Only when there is a guarantee that people will be able to reap the rewards of a shared life will they give themselves entirely to each other and to their children in love. Property demands work and ingenuity; marriage demands fidelity and commitment. These are all serious investments, and it is in the best interests of the state to see that the rewards of each are fully enjoyed by society, either in the form of desirable products or in the form of family stability and good environments for children.
Marriage is once again becoming a hot-button political issue in light of the decisions of courts and legislatures in Iowa, California, New Hampshire and Connecticut to legally recognize same-sex marriages. Activists on the Left argue that it is time to expand legal rights to same-sex couples in the name of fairness and equality, while voices on the Right say that society needs to defend traditional marriage and deny the state the ability to change a natural institution.
Both arguments have merits and can be debated elsewhere, but is there more to say about fairness, tradition and marriage in the political sphere? It is hardly ground-breaking for me to say that marriage is in bad shape in America. Half of all marriages end in divorce. Only one-third of these divorces come out of high-risk situations, such as domestic violence or substance abuse. More and more people are opting to remain uncommitted even years into their relationships, meaning children have no guarantee that the union between their parents will be permanent. Single-parenthood is increasingly common and, while single parents are certainly competent, giving a child the attention she needs while working full-time to pay for her needs is extremely difficult. President Obama himself acknowledged this on the campaign trail when he and Michelle promised to help parents find ways to balance their work and family lives.
Marriage is not just another agreement of convenience that people make in their lives. Its very nature is to foster lifelong, total love, self-giving, and commitment between two people. It is also meant to let children love their parents fully and permanently. A sense of security is meant to pervade marriage, which is ultimately a united relationship that cannot simply be broken down into its members at any given time. To see marriages falling apart so much — and even being avoided by many Americans — ought to give concern to anyone interested in commitment, stability, and the fullness of love in private life. Is the decline of marriage an inevitable consequence of a changing culture, or are there institutional reasons for why marriage isn’t what it used to be?

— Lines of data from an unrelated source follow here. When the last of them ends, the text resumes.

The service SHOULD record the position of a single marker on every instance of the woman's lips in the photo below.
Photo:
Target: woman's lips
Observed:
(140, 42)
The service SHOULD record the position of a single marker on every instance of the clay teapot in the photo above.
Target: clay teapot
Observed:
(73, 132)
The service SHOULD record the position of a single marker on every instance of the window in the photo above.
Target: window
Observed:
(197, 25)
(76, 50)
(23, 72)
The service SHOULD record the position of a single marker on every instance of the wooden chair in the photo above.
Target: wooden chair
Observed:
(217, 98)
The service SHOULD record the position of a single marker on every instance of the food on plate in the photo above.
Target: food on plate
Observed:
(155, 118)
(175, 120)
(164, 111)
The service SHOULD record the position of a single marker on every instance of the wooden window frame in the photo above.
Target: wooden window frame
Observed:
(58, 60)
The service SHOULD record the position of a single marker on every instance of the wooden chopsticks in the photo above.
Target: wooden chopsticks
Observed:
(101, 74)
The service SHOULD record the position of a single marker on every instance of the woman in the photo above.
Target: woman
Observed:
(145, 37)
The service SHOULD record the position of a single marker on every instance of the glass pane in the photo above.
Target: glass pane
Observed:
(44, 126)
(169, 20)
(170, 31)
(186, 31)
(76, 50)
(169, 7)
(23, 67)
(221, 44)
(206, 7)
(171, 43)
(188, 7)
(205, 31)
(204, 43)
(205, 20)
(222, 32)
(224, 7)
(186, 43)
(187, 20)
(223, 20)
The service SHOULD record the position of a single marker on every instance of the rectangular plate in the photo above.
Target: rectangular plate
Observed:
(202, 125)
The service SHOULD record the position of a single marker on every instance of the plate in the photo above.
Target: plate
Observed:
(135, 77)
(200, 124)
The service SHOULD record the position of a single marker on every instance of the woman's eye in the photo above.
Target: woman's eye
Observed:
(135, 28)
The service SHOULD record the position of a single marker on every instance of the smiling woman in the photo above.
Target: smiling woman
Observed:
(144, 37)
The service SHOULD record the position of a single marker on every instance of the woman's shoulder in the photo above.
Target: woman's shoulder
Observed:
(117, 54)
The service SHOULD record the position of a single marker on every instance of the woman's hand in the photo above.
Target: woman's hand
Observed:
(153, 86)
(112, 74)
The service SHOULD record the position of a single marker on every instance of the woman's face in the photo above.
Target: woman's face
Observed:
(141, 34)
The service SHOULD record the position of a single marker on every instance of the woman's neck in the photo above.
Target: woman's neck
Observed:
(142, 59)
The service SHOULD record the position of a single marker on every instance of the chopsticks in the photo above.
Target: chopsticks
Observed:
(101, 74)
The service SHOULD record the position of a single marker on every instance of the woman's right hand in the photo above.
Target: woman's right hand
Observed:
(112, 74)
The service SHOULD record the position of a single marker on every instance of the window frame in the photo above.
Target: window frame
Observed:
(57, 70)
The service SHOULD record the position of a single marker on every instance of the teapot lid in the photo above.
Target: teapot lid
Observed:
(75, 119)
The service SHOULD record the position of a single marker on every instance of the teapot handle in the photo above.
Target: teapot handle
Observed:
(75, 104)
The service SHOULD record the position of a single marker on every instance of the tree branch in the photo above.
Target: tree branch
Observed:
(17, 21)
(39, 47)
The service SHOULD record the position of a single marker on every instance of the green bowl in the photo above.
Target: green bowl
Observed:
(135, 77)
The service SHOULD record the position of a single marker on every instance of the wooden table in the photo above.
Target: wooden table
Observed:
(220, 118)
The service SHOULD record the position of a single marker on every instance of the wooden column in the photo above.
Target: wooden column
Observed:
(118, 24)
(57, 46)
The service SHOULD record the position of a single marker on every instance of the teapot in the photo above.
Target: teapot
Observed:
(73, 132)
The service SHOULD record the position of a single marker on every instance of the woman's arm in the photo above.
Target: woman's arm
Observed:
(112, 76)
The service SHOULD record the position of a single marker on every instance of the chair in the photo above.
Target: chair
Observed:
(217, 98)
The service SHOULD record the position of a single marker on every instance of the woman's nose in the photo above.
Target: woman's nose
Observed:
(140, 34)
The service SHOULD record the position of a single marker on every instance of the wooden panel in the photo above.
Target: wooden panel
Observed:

Starting during the cultural revolution of 1968, state governments began to fundamentally change the institution of marriage by adopting no-fault divorce. By letting people freely break apart marriages and families for any reason whatsoever, the state redefined what marriage is. Instead of demanding permanent commitment and patient adaptability on the part of both partners, marriage became a status symbol in the eyes of the law. This mindset treats marriage like a contract between two individuals for a subjective set of purposes, instead of as a transforming union that forms the bedrock of the family and that is the way that people give themselves to each other and their children.
Marriage needs help in America, and repealing no-fault divorce laws should be at the top of the list. Marriage is not for everyone, like perhaps the eight-time wife Liz Taylor, and certainly the question of same-sex marriage shall continue to fuel debate for years to come. Cutting down on divorce rates, providing more stable family structures for children, and strengthening the expectations of commitment in marriage by mandating that people give valid reasons for dissolving their marriages, though, might just make the marriage debate worth having in the first place.